The New Two-Tiered Market
While the general real estate market shows signs of stabilization, the Tel Aviv rental market is booming, but only partially. Recent data from late 2025 indicates a double-digit rise of 10% to 12% in the city’s rental prices. However, this rise is not uniform. We are witnessing the formation of a new two-tiered market: the market for “older” apartments (without a MAMAD/safe room) where prices are nearly frozen, and the market for “newer” apartments (with a MAMAD) where demand is overwhelming and prices are soaring. This gap, born out of a security need, has become the new yield opportunity of 2025.
Analysis of the Factors: Why Has the MAMAD Become a Tradable Currency?
The ongoing security situation has turned the MAMAD (residential protected space) from a “Nice to Have” requirement into a “Must Have” requirement for many tenants, especially families and young couples. Personal security has become a central parameter in choosing an apartment, sometimes more important than location or size.
Why is the premium so high? The answer lies in the intense clash between soaring demand and limited supply.

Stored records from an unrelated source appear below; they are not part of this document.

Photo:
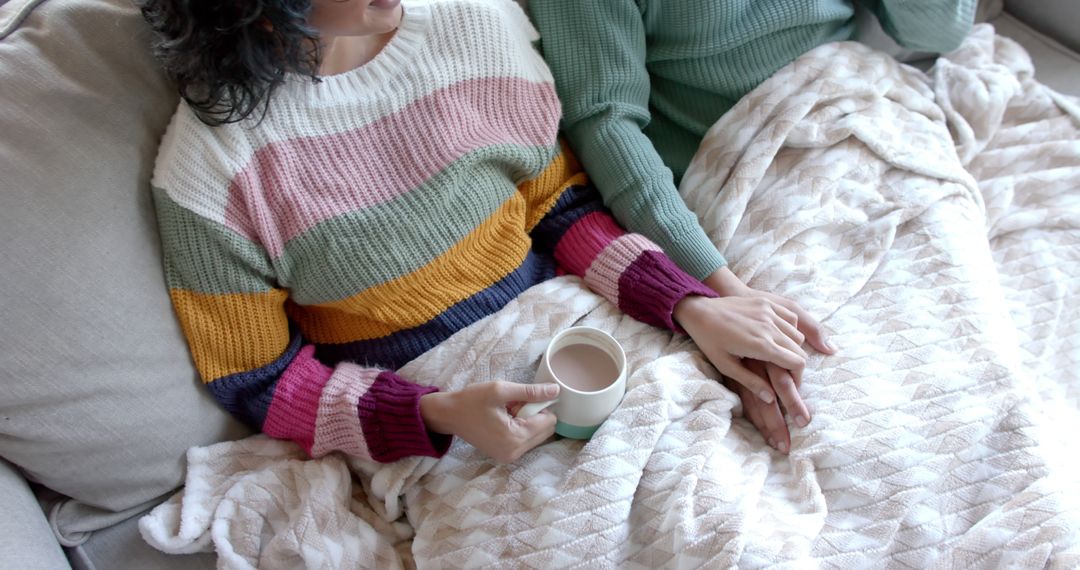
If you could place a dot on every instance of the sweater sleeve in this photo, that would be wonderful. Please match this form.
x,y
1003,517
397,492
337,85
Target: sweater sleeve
x,y
596,53
259,368
624,268
925,25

The demand for protected apartments meets low supply because new construction in the city is slowing down. Reports indicate that contractors are building slower to control the inventory of unsold apartments, and developers are halting new projects in the city center due to high interest rates and lack of economic viability. The result is tremendous “pressure” on the existing inventory of new and protected apartments. An investor who purchased such an apartment benefits from a “captive” demand that allows them to raise prices sharply.
Case Study: South Tel Aviv as a Microcosm
The phenomenon is particularly noticeable in South Tel Aviv neighborhoods undergoing renewal. Yad Eliyahu neighborhood, for example, is enjoying massive demand. Real-time data shows that a new apartment in Yad Eliyahu that previously rented for 7,000 NIS, today costs around 7,800 or even 8,000 NIS. A 4-room apartment in a new project in the neighborhood already crosses the 10,000 NIS per month threshold.

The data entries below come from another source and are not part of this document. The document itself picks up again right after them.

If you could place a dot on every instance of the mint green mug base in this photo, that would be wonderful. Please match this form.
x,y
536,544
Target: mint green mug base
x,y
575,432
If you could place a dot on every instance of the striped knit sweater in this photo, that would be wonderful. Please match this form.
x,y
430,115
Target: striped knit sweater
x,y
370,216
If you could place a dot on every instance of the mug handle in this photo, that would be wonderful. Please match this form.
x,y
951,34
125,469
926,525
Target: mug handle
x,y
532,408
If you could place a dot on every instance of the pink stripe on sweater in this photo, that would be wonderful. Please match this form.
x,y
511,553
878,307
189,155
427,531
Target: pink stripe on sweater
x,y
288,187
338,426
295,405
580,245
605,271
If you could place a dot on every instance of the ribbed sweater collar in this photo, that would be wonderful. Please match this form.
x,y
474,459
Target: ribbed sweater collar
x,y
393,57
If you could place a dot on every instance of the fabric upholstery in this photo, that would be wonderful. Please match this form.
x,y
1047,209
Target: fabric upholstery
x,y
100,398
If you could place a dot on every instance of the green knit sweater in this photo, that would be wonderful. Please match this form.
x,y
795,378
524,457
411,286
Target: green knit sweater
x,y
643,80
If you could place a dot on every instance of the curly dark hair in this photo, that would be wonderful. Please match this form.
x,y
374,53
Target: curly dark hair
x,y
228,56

These figures stand in sharp contrast to established neighborhoods in the South (such as Jaffa C or Jaffa D) or even in the Old North (such as Ramat Aviv A and B), most of which are still characterized by non-protected residential buildings where rental prices have barely changed.

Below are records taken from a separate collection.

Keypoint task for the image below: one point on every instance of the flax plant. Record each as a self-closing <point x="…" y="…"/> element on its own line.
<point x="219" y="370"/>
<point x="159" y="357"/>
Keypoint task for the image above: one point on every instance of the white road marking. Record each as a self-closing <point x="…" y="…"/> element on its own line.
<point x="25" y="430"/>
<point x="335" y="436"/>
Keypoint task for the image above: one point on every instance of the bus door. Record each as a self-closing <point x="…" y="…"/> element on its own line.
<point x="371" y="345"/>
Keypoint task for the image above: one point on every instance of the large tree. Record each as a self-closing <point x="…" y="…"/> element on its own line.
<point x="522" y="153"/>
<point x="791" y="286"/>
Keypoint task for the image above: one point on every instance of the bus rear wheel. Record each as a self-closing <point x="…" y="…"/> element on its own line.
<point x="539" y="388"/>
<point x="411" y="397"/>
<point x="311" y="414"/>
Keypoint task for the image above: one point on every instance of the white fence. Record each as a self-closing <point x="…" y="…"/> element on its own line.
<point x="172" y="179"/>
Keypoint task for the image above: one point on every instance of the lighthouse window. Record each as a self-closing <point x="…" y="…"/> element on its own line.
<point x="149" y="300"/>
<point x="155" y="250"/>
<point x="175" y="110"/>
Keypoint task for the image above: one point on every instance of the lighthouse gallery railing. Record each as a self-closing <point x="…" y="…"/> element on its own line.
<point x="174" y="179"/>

Investor Strategy: The “Safe Room” Hunt
For the investor in 2025, this gap creates two main strategies:
- The Safe Strategy: Purchasing a New Apartment Purchasing a new apartment (first hand from a contractor or second hand in a new project) guarantees immediate enjoyment of the MAMAD premium. The current yield will be relatively higher than the city average (may approach 3% and above), and the investor benefits from a new asset with low wear and tear. The disadvantage, of course, is the high purchase price, which may be higher by approximately 700,000 NIS compared to a similar older apartment.
- The Sophisticated Strategy: Purchasing an Old Apartment in a “Renewal Track”
The second strategy involves purchasing an old apartment in an urban renewal project (Tama 38/2 or Pinui Binui) that is at an advanced stage. The investor purchases at an “old” price (without a MAMAD/safe room), continues to rent at a low yield in the short term, but waits for the “quantum leap.” On the day the project is completed, they will receive a new apartment with a MAMAD, reaping both the phenomenal value appreciation from the enhancement and the jump in rental fees, which will be equivalent to the prices of new apartments. It should be noted that this is a riskier strategy, as many investors are deterred by “on-paper” projects, and the developer’s stability and project certainty must be carefully examined.
Summary
The real estate market of 2025 rewards security. The MAMAD (safe room) has transformed from a technical specification into a financial asset that generates surplus yield. An investor who knows how to identify properties that meet this basic need will enjoy a significant advantage over an investor who still buys “by the meter” only.